Я тут же вспомнил наркоманский притон в Новгороде, где мы забирали Ленкины вещи, и надпись на входной двери. Там была та же фраза. «Видел бы ты настоящий ад», — пронеслось у меня в голове. Позднее я понял разницу между двумя этими местами. Если там был ад моральный, то здесь он был чисто физический. Супервайзер оказался прав…
Это был первый день, когда мы с Катей вышли на работу. Ее тоже взяли. В «пакинг» — цех, где на конвейере потрошат только что убитого лосося. Нам выдали спецодежду, показали, где что находится, и мы пошлепали резиновыми сапогами в направлении своих рабочих мест. В моем департаменте, кроме супервайзера, работали двое его помощников из местного населения, еще один англичанин и литовец, который умел говорить по-русски. Литовца звали Арвидас, и он дорабатывал последние две недели перед тем, как уйти на соседний завод.
Арвидас объяснил мне суть работы, познакомил со всеми и ввел в курс «политической обстановки» в цеху. Меня сразу поставили на ручную погрузку. Так проверяют новичков. Типа, если сломаешься, то сразу, в первый день.

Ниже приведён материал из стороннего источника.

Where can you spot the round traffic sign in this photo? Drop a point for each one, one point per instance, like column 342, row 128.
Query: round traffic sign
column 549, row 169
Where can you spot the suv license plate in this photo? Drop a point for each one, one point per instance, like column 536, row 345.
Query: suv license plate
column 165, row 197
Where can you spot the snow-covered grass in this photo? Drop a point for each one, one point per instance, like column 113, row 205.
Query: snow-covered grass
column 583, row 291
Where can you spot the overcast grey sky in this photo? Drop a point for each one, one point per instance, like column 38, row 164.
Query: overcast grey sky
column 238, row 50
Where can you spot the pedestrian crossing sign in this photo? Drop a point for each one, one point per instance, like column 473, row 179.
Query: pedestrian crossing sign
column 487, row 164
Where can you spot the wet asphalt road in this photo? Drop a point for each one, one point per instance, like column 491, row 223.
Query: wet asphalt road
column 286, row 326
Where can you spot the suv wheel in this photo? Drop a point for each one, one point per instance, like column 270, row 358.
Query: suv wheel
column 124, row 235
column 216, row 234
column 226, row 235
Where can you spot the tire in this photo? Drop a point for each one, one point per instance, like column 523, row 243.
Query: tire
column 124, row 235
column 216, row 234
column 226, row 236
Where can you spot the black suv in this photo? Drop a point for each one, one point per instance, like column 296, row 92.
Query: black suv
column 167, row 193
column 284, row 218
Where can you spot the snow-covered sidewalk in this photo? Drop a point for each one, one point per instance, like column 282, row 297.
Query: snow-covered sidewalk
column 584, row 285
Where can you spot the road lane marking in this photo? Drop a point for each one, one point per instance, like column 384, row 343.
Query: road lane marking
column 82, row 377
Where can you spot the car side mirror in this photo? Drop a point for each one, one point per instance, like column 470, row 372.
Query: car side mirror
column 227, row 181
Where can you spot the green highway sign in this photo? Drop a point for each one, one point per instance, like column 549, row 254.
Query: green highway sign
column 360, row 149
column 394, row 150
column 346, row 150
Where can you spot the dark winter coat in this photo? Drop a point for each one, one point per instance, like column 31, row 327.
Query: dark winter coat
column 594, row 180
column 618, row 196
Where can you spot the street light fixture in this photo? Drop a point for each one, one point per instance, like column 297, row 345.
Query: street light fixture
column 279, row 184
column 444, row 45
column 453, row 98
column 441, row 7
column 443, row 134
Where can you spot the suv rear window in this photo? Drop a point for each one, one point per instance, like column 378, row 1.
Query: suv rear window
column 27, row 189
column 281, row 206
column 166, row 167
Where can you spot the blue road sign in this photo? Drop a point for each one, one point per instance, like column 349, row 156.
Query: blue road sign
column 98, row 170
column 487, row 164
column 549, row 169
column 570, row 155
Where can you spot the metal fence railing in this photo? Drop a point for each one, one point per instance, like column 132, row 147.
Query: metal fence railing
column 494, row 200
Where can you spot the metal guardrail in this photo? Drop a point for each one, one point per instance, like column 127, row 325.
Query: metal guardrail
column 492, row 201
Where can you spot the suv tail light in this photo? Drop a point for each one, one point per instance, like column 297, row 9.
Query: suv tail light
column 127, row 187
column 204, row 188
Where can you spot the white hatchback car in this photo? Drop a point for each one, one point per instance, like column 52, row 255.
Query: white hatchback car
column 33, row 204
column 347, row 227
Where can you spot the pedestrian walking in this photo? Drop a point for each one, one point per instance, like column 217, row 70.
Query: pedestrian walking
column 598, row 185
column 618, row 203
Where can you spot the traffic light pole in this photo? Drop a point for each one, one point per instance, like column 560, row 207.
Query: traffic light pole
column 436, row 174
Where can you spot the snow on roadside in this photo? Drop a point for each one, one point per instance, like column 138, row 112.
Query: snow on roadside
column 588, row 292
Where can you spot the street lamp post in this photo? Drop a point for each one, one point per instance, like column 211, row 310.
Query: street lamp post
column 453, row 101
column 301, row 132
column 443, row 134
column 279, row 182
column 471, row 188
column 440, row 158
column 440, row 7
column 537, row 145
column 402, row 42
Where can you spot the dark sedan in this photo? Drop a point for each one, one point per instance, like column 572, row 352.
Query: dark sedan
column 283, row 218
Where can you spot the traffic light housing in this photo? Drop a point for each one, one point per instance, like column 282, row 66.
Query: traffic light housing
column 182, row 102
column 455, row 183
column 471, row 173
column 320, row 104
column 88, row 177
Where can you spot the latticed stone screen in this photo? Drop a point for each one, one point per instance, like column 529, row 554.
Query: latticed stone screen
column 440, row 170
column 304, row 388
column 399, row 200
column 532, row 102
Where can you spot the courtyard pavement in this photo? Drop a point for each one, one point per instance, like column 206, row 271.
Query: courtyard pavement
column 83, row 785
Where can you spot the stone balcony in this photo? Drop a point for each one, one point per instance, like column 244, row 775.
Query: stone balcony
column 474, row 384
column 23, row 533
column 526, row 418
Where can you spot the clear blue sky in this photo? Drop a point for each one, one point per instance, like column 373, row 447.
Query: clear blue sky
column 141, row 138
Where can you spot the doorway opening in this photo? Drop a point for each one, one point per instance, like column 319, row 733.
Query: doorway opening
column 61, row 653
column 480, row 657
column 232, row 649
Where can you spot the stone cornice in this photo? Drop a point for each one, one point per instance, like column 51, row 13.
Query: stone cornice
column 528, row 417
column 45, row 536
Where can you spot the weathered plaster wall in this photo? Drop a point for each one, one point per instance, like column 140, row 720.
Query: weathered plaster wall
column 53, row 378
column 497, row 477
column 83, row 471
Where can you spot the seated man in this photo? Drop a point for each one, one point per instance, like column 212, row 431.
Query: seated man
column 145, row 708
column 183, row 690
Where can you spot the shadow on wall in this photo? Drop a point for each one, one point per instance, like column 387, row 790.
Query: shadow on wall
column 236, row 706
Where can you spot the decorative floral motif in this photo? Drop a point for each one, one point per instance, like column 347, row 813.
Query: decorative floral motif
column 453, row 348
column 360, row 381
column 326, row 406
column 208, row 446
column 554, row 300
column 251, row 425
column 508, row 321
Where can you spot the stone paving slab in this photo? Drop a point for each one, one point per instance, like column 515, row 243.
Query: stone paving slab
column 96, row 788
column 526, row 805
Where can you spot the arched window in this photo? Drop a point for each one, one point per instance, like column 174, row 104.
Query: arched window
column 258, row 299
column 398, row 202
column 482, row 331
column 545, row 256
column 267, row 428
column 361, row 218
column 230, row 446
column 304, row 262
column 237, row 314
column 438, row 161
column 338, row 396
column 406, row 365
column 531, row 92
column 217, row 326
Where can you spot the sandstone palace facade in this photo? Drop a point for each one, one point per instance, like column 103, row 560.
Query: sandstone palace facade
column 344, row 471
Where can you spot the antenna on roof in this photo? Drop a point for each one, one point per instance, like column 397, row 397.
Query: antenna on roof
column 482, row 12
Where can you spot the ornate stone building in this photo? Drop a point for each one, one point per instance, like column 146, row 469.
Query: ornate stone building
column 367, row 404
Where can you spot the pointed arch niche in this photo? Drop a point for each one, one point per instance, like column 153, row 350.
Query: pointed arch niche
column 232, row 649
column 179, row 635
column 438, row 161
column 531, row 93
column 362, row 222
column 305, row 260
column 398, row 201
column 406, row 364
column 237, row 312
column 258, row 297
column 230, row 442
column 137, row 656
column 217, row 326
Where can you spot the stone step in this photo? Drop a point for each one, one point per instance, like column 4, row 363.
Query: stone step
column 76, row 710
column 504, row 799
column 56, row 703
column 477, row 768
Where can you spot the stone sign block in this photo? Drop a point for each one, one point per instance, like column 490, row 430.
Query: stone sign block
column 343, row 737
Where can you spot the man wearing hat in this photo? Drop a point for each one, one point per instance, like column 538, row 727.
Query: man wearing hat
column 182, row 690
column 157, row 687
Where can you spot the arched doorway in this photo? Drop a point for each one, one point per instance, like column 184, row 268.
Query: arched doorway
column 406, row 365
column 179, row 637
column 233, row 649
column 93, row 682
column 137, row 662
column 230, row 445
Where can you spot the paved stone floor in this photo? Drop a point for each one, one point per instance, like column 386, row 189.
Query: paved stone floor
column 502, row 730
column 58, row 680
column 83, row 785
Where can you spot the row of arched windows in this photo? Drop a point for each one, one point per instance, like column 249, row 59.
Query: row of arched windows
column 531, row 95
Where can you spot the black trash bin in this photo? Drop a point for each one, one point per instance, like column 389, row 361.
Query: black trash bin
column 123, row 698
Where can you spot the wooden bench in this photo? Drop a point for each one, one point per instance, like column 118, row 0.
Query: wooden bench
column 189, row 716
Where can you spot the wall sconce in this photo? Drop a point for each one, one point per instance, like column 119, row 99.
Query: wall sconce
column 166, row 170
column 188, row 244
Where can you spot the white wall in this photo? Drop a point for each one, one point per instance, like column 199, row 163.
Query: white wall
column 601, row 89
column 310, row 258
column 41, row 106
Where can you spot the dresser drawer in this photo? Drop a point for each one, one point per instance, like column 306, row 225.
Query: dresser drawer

Показали, как брать ящики с рыбой и льдом, как и сколько их ставить на поддон и как, в зависимости от наклейки, сортировать.
Ящики на ленте шли очень быстро, и поначалу все было вроде ничего, только вот надписи на наклейках совершенно не радовали глаз: двадцать пять, двадцать семь, двадцать девять килограммов. Постепенно от нагрузки руки начали неметь. С непривычки стали болеть мышцы. Ослабевшие пальцы перестали удерживать мокрые тяжелые коробки, и время от времени они стали выскальзывать из рук и падать на пол. Ситуация обострялась. Все чаще и чаще приходилось собирать рыбу и лед с пола, причем конвейер в такие моменты останавливать не собирался никто. Помощники супервайзера в это время продолжали стоять у ворот на рампу, проверяя чаты в своих айфонах и болтая друг с другом.
— Не смотри на них, — сказал мне литовец. — Они не пошевелятся, даже если ты будешь умирать. Здесь все свалено на нас, поэтому при первой же возможности уходи на другую работу. Здесь остаются либо те, у кого нет выбора, либо те, кто больше ничего не умеет делать. Ты вообще как сюда попал?
— Поехал за любимой женщиной, — огрызнулся я. На тот момент у меня не было ни сил, ни желания продолжать беседу. Особенно сил…
* * *
Любимая женщина тем временем познакомилась в своем цеху с двумя венграми. Один из них был женат, жил в семье и все время поливал женский пол всеми возможными нехорошими эпитетами. Второй тоже был женат, но свою жену оставил в Венгрии и все время обещал ей, что вот-вот заберет ее к себе. В любом случае ни один из них, на мой взгляд, не мог представлять для Кати никакого интереса. Первый был образцовый семьянин, второй — просто никакой. Вот реально никакой. Страшный, худой, неухоженный и абсолютно отвратительный на вид.
Короче, я не знаю, что так привлекло в них мою подругу, но она стала ходить за ними по всему заводу, как на подводке. Доходило до ситуаций, что, приходя в столовую в перерыве, я обнаруживал ее сидящей с ними за одним столом. Обычно все кучковались по национальному признаку, то есть со своими, и наши латвийские столики стояли в другом углу. Тем не менее все чаще и чаще Катя сидела не там, а с двумя венгерскими мужиками.